2007 - The American Studies Association Words: 508 words || 
5. Lewis, Adam. ""William Walker, Of Nicaragua": Filibusters, Illustrated Newspapers, and the Malleability of Imperial Citizenship" Paper presented at the annual meeting of the The American Studies Association, Philadelphia Marriott Downtown, Philadelphia, PA, Oct 11, 2007 <Not Available>. 2020-02-27 <>
Publication Type: Conference Paper/Unpublished Manuscript
Abstract: The filibustering of William Walker in Nicaragua during the 1850s presents a significant though often overlooked moment in U.S. history that unsettles the political and legal borders distinguishing domestic space from the foreign, which in turn complicates the boundaries of national identity. While at first glance Walker’s brief takeover of Nicaragua and the reinstitution of slavery in that country appear as an unconventional assertion of an individual U.S. citizen seeking personal power, recent scholarship has situated Walker and other filibusters firmly within the context of national territorial expansion, fueled by the ideology of Manifest Destiny. However, little critical attention has been paid to how Walker was figured as both a U.S. national subject and a “foreign” ruler in the popular press and at mass political rallies. Moreover, Nicaragua was also simultaneously understood as a part of and apart from “America,” laying bare inherent contradictions embedded within the legitimizing strategies that underwrote imperial expansion.
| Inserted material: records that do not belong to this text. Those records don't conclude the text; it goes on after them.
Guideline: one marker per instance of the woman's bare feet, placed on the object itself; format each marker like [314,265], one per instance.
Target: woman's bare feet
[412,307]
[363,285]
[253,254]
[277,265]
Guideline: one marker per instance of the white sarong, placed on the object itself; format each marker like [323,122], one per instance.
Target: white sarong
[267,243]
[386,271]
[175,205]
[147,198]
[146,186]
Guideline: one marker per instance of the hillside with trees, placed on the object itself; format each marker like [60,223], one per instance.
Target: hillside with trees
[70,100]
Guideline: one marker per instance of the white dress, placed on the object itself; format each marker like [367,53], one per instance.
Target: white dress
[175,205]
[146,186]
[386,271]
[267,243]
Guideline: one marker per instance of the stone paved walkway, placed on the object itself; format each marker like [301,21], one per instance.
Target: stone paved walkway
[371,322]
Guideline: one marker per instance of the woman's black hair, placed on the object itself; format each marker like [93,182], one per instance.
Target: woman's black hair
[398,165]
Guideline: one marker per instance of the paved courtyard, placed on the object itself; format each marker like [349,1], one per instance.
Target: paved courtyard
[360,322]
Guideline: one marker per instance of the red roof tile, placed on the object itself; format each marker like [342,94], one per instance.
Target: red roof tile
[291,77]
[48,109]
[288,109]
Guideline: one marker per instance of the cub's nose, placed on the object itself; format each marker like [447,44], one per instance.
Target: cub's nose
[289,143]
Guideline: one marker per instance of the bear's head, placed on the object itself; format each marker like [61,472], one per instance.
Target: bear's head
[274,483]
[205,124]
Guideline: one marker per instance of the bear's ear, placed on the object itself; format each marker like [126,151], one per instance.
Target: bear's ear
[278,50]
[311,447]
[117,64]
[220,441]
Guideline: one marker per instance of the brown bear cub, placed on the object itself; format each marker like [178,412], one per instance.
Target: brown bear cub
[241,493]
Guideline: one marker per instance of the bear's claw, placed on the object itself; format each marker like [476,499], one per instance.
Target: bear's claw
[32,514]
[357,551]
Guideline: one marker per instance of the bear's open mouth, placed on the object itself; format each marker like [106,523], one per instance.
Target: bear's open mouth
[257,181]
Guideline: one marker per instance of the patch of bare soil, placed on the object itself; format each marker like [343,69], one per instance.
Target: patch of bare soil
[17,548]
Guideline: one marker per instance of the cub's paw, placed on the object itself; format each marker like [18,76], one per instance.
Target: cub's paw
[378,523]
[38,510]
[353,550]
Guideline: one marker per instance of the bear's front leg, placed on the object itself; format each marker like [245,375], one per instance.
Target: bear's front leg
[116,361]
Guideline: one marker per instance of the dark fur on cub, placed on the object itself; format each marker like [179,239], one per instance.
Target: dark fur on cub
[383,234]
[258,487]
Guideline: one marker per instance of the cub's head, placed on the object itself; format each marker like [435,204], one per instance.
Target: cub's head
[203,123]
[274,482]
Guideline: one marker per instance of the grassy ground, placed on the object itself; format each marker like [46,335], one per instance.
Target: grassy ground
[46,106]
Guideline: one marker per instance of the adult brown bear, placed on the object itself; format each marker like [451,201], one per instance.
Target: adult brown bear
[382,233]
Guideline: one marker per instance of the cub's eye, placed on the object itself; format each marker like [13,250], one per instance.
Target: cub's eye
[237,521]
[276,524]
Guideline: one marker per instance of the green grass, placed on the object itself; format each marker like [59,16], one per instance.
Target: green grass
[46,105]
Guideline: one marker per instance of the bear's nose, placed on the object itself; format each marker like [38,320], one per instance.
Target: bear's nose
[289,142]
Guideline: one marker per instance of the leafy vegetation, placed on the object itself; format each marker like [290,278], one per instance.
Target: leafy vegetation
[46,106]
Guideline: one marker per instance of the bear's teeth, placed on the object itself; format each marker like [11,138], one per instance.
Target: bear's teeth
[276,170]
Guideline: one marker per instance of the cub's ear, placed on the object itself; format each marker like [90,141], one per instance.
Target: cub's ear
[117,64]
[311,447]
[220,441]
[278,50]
This paper attends to these contradictions by focusing on representations of both Walker’s and Nicaragua’s equivocal relationship to the United States during the 1850s. Accounts of Walker’s assertion of empire in daily and weekly periodicals served as cultural spaces that simultaneously delimited and extended the location of “America.” In particular, new technologies in print and visual culture such as illustrated newspapers played a significant role in depicting Walker as both a national hero and a legitimate foreign ruler. Written and pictorial accounts published in Frank Leslie’s Illustrated Newspaper, for example, helped produce and reproduce the contradictions of U.S. imperialism, gendered and racialized national identity, and the unstable relations between domestic and foreign space, all of which point to the difficulty of defining the legal, cultural, and social place of “America.” In Leslie’s, Walker was positioned as both “American” and “Nicaraguan,” while the Central American country itself was represented as destined to be incorporated within the American home and also figured as immutably foreign.

This paper seeks to engage some of the stakes of American Studies in a transnational context, particularly the ways in which attempts to incorporate new places and peoples within the space of “America” often elicited cultural conflict and an indecisive national response. The representations of Walker’s short-lived conquest of Nicaragua found in this particular archive register the complex relations among new forms of media, empire-building, and the ambivalent attempt to construct discrete, coherent national spaces and identities at a time of great tension and transformation both within the U.S. and the larger world-system. This particular historical moment within the long history of U.S. empire also provides an unique occasion to consider the divergent means of legitimating imperial violence. How do we situate the U.S. government’s condemnation of private armies attacking sovereign countries in relation to state-sanctioned violence? Are these antagonistic, or can they be understood as working together in an attempt to forcefully redraw the boundaries of America? These, and other questions, will help critically situate one of the many transnational spaces marked by violence that shape the American past.